No, you cannot use things like FDA as adjectives: there is no such thing as **FDAer regulations* or **FDAest regulations* — nor can anything be **very FDA*, or **more FDA* than another any more than regulations can ever "be" FDA. So it is not acting as an adjective there.
However, even though they cannot be adjectives, it’s perfectly fine to use them as attributive nouns instead: FDA regulations.
In noun phrases like — well, like noun phrases, for example — the noun noun is there acting as an attributive noun, not as an adjective.
Similarly in the first words in each pair of words in chicken soup, paper tiger, house boat, windshield wipers, bus stop, England team, and moon rover.
In contrast, the first word in each of these pairs is actually acting as an actual adjective here: hot soup, Bengal tiger, lost boat, disposable wipers, fast stop, English team, and lunar rover.
For extra fun, compare the job of running in all three of running water, running shoes, and running scared. Only the first of those is normally considered an adjective, while the second is a gerund (and so a noun) and the third is even more verbal no matter how to you read it.

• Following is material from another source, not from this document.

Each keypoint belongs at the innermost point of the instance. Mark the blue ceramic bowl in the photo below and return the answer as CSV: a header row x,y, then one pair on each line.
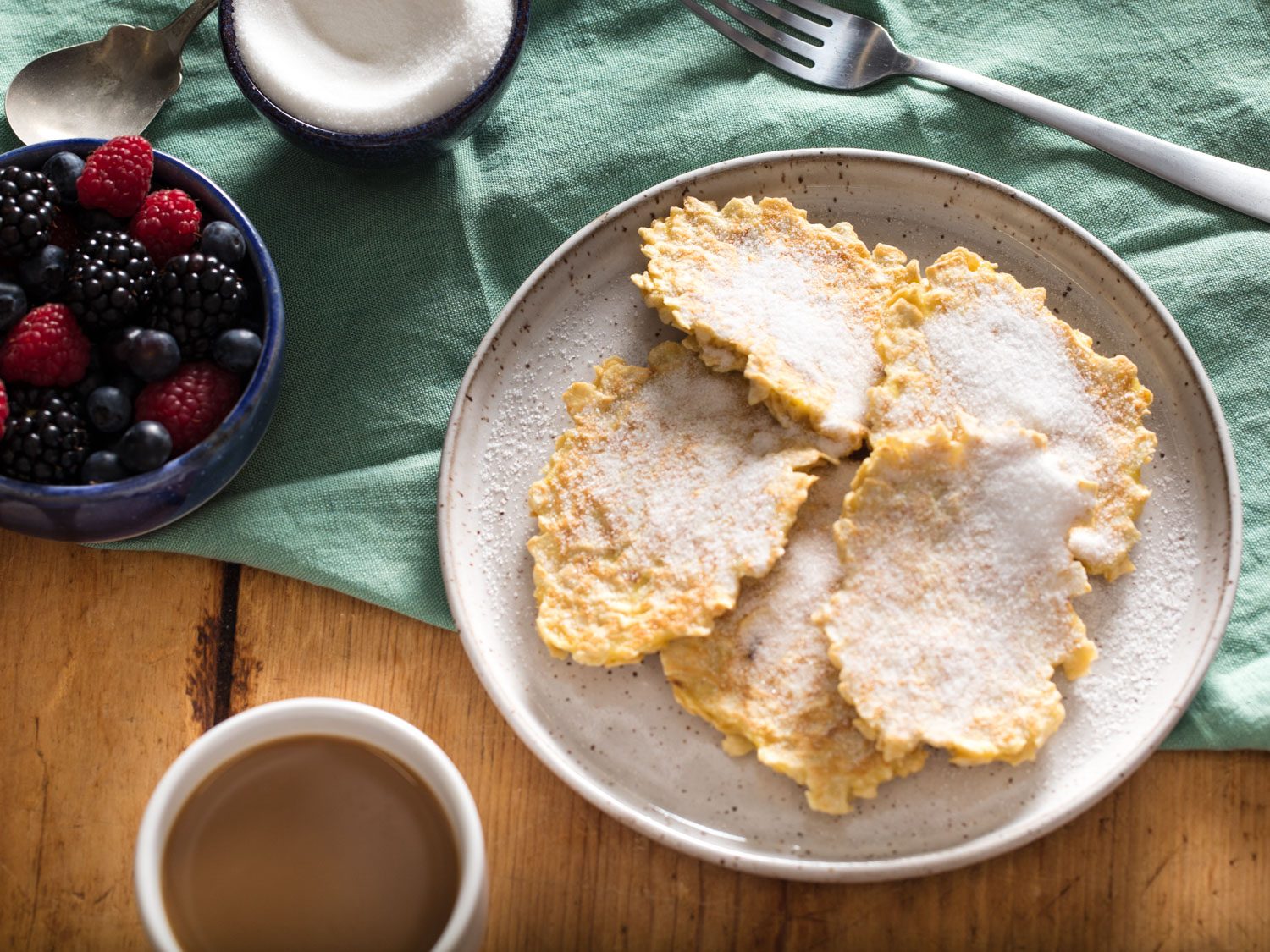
x,y
383,149
139,504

A good but simple test for all this is to try to apply the X=Y formula given a pair like X Y. If it works, then X is acting like an adjective and if not, it isn't. So while we can say that in the case of running water that the water is running, you cannot analogously say that the shoes are running, let alone that scared is running.
In the same way, with hot soup, you can say that the soup is hot, but with chicken soup, you cannot say that the soup is chicken. Using the X=Y test on FDA regulations, we can see that FDA must be acting as a noun not acting as an adjective, since you cannot say that the regulations are FDA. Now, if they were federal regulations instead, then the first word would indeed be acting as an adjective, since you can certainly say that the regulations are federal.